How one 'unperfect storm' of a play destroyed Game 4 for the Dodgers

The video was shown on the Globe Life Field video screens again and again, as if only an infinitely looping replay would make the wackiest of finishes feel real.

The base hit into center. The misplay by Chris Taylor. The relay to Max Muncy as the Tampa Bay Rays' tying run crossed home. The unthinkable stumble by Randy Arozarena as he came barreling around third base.

But the last scene is the one that seemed to last the longest — the sight of a lonely ball, backed up by no one, rolling slowly, helplessly, unbelievably away from the plate.

Regardless of how this World Series ends, the final at-bat of Game 4 will live on in memory and infamy — long remembered by one team and not soon forgotten by the other.

“It’s a tough one,” Dodgers manager Dave Roberts said. “We have to digest it, but we have to turn the page.”

It began with the flare, a soft line drive into center that Roberts never thought would end the game. As Kevin Kiermaier, the Rays runner on second base, crossed the plate, Roberts was planning ahead for the 10th inning.

“Then it kind of spun out right there,” Roberts said. “I wasn’t really prepared for a walk-off in that situation.”

He wasn’t alone. After Corey Seager’s go-ahead single in the eighth, the Dodgers looked destined to move within one win of a championship. Kenley Jansen had Brett Phillips down to two strikes with two outs in the ninth.

Then …

“I have no idea,” Kiermaier exclaimed during a postgame television interview.

Added Phillips, “I’m having a hard time putting my emotions into words.… It’s hard to believe right now that things are going, that that just happened.”

The Dodgers were in similar disbelief. That catcher Will Smith closed his mitt too soon on a relay throw to the plate. That neither Jansen nor anyone else had positioned themselves to back up the play. That Arozarena, who began the play at first, had time to round the bases, stumble to the ground about 30 feet from home, and still get back up and slide headfirst for the winning run.

Arozarena remained face down on the ground, pounding the plate as the Rays tied the series 2-2. The rest of his team came pouring from the dugout, chasing Phillips around the outfield grass.

“Next thing I know, I’m airplaning around the outfield," Phillips said, mimicking his outstretched arms celebration during an interview with Fox Sports.

The Dodgers’ reactions were the opposite. Smith gave up his futile pursuit of the loose ball, turning away from the dogpiling Rays. Jansen looked ahead as he walked toward the dugout, immediately trying to bury the sequence of events that led to the Dodgers letting a win slip away.

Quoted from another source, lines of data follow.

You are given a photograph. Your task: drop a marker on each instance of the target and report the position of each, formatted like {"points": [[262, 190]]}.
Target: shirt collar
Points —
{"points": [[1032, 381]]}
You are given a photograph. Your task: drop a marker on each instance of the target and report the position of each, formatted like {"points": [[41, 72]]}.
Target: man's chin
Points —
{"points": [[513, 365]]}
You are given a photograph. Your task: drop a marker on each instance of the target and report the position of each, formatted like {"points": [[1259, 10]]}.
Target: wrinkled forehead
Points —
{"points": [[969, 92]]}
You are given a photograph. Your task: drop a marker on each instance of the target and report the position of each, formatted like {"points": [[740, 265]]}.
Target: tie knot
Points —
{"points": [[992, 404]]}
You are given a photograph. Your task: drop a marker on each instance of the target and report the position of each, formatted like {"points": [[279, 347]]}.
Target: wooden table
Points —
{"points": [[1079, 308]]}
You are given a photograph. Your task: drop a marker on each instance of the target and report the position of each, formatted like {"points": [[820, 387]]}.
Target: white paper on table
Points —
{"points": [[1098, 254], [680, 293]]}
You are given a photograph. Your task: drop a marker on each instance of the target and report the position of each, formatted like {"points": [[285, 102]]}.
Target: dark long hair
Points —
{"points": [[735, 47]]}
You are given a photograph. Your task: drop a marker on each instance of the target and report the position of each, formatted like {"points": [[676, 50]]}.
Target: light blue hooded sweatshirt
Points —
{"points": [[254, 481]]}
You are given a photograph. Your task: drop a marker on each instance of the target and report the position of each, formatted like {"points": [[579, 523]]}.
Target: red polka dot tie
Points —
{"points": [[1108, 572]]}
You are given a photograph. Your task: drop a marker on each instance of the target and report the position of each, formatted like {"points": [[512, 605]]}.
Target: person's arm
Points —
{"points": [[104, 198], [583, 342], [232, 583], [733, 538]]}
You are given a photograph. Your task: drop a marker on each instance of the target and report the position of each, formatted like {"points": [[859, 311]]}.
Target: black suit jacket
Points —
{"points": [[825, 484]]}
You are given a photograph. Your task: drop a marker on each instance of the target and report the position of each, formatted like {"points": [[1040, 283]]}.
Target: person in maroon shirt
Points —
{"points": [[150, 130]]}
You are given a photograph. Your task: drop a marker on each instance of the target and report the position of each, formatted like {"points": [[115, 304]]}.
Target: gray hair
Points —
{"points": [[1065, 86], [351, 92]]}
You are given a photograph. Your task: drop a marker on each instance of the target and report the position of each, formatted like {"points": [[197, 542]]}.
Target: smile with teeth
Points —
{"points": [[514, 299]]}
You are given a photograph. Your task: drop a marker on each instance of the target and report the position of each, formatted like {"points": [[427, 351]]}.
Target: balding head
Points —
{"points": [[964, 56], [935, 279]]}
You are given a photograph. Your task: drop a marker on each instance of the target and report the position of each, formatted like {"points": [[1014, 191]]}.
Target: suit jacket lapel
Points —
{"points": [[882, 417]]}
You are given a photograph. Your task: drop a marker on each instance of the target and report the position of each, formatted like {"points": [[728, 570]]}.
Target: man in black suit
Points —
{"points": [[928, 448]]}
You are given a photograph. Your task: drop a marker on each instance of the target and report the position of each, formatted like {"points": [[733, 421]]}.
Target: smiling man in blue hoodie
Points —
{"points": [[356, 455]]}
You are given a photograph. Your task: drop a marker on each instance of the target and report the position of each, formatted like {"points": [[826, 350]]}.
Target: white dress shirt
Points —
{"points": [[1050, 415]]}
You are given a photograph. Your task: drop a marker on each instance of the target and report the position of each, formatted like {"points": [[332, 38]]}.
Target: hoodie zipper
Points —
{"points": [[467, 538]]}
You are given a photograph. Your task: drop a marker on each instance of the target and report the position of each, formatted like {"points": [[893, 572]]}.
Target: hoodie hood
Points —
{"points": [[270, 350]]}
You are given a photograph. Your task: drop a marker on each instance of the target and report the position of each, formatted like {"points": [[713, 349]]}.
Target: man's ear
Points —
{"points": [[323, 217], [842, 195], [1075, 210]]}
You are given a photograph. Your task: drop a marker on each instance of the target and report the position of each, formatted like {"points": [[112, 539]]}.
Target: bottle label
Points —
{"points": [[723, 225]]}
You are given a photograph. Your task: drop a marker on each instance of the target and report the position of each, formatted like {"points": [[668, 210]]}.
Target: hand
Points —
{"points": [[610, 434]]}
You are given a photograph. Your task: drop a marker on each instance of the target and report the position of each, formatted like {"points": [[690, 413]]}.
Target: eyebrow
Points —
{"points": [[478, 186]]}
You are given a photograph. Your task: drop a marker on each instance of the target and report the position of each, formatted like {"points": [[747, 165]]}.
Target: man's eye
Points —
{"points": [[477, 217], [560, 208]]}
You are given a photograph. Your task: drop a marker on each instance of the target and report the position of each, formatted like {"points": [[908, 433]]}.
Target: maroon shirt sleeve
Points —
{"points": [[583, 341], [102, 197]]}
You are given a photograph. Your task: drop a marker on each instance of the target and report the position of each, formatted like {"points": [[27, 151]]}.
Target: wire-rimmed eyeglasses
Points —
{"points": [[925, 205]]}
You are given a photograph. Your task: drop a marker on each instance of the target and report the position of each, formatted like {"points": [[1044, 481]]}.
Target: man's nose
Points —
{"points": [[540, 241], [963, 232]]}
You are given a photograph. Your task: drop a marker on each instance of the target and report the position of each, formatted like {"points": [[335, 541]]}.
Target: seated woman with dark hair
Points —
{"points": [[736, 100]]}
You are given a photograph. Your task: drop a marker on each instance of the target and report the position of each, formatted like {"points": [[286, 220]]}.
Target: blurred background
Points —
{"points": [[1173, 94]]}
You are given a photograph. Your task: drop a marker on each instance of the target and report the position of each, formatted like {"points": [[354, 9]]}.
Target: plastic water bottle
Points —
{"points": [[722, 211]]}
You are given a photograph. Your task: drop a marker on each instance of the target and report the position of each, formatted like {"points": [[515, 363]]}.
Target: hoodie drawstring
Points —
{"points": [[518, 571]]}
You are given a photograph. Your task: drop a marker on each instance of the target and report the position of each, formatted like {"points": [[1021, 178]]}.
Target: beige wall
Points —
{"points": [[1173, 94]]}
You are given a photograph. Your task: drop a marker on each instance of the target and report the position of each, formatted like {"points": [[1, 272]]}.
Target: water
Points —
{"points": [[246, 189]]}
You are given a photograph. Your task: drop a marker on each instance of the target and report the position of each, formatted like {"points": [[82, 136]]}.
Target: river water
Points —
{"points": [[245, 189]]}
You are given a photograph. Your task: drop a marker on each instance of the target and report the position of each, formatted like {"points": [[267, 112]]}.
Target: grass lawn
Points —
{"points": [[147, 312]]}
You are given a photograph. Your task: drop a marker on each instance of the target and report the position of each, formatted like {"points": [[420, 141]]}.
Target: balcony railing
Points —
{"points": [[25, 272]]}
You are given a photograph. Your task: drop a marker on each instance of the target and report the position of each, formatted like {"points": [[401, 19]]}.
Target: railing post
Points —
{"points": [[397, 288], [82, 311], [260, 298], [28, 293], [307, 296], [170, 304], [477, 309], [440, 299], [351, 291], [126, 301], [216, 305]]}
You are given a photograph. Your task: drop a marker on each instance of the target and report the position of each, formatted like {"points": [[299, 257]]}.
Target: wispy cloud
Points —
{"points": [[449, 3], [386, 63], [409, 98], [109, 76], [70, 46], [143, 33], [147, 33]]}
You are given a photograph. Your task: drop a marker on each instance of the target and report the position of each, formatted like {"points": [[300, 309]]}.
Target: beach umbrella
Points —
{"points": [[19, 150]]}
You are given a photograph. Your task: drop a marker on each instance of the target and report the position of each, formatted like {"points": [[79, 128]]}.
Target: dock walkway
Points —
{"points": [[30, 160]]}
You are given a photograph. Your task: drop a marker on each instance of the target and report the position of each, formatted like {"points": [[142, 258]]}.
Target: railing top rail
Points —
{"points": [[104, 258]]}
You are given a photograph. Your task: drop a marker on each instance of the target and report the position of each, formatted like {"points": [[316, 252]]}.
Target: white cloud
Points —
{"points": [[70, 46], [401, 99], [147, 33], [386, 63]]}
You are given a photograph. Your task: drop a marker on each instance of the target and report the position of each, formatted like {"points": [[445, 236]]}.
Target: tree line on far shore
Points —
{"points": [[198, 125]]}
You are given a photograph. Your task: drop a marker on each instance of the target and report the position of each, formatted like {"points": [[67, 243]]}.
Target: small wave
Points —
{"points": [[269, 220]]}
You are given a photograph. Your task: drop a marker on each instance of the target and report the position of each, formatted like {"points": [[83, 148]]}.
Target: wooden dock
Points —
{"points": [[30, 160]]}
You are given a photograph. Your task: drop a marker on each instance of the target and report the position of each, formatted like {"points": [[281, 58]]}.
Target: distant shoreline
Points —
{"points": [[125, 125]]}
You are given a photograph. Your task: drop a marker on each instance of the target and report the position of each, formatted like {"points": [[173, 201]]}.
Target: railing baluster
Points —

“Can’t beat yourself there,” Jansen said. “Gotta stay positive. We’re gonna come back tomorrow."

Roberts’ face said it all, a blank stare from behind the top rail.

“It was like that unperfect storm,” he said.

Of course, there remain two or three games before a champion is decided. But this World Series almost certainly already has its signature play — even if the team on the losing end finds a way to overcome it.

“Now it’s a three-game series, and we have Clayton [Kershaw] going tomorrow,” Roberts said. “Our focus has to turn to winning tomorrow.”

Added Justin Turner, nothing more than a bystander as that final moment unraveled: “Obviously, we didn’t get the result we wanted. Wild game, back and forth, up and down, but like we said all along, we know it’s not gonna be easy. We know how difficult this is. We have to learn from tonight, make our adjustments."

The Dodgers would have said the same thing had Saturday’s collapse never taken place. Except that they would have been talking about clinching a championship Sunday, not having to battle back from their latest postseason mistake.

“You pretty much saw it,” Turner said. “Couple bobbles. Will trying to turn around and put a quick tag on him. Doesn’t squeeze the ball, it trickles away, and that was the ball game.”